Gov. Scott Walker signed a bill Tuesday that will impose steep penalties for individuals who aid family members whom are felons from evading law enforcement officials.

Until now, Wisconsin law prohibited the harboring or aiding of a felon as well as destroying or hiding physical evidence from law enforcement officials. However, these laws did not apply to the felon’s spouse, children, parents, siblings, grandparents or grandchildren.

The new law eliminates the family member exemption and establishes fines of up to $25,000 and imprisonment up to 10 years, according to the bill.

According to a statement released by Rep. Garey Bies, R-Sister Bay, the new provisions will allow for law enforcement officials to apprehend felons who belong behind bars.

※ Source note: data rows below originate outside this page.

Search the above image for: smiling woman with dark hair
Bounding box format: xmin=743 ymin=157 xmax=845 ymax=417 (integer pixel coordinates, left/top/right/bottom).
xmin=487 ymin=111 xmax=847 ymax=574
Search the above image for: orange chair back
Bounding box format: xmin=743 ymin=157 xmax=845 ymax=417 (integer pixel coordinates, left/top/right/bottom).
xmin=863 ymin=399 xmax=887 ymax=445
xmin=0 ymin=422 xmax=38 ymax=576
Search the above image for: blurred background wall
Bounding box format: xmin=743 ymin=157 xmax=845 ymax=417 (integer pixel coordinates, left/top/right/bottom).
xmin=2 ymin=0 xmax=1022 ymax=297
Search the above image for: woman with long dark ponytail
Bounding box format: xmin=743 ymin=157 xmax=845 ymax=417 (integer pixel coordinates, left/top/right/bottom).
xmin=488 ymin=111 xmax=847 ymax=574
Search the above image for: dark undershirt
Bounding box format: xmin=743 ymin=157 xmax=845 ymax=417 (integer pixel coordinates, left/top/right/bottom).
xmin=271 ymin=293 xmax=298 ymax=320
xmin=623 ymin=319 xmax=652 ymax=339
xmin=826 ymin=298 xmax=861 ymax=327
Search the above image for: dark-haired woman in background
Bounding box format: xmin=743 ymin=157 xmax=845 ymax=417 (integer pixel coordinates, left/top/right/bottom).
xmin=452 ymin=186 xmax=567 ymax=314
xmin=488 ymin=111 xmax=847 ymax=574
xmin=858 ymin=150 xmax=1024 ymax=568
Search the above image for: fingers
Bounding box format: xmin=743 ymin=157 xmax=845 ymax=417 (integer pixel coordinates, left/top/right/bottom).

“At the public hearings, prosecutors shared horrific stories of family members hiding a homicide victims car, cleaning blood stains and discarding shell casings,” Bies said in the statement. “Under current law, our prosecutors’ hands are tied because they’re prevented from charging a family member with a crime that accurately reflects their level of involvement in covering up the crime.”

The bill, introduced into the Legislature 12 years ago, was championed by a woman named Shirley George when her grandson was murdered after being mistaken for another man.

George wanted to change the law after the individuals who helped the escape of her grandson’s murderer received light sentences, according to the statement.

“I feel like justice has found us now,” George told the Milwaukee Journal Sentinel. “I hope my experience and tenacity will help encourage other people to stick to their feelings, too. But truly my love for Joey has been the driving force.”

About a dozen other states across the country have similar exemptions for family members.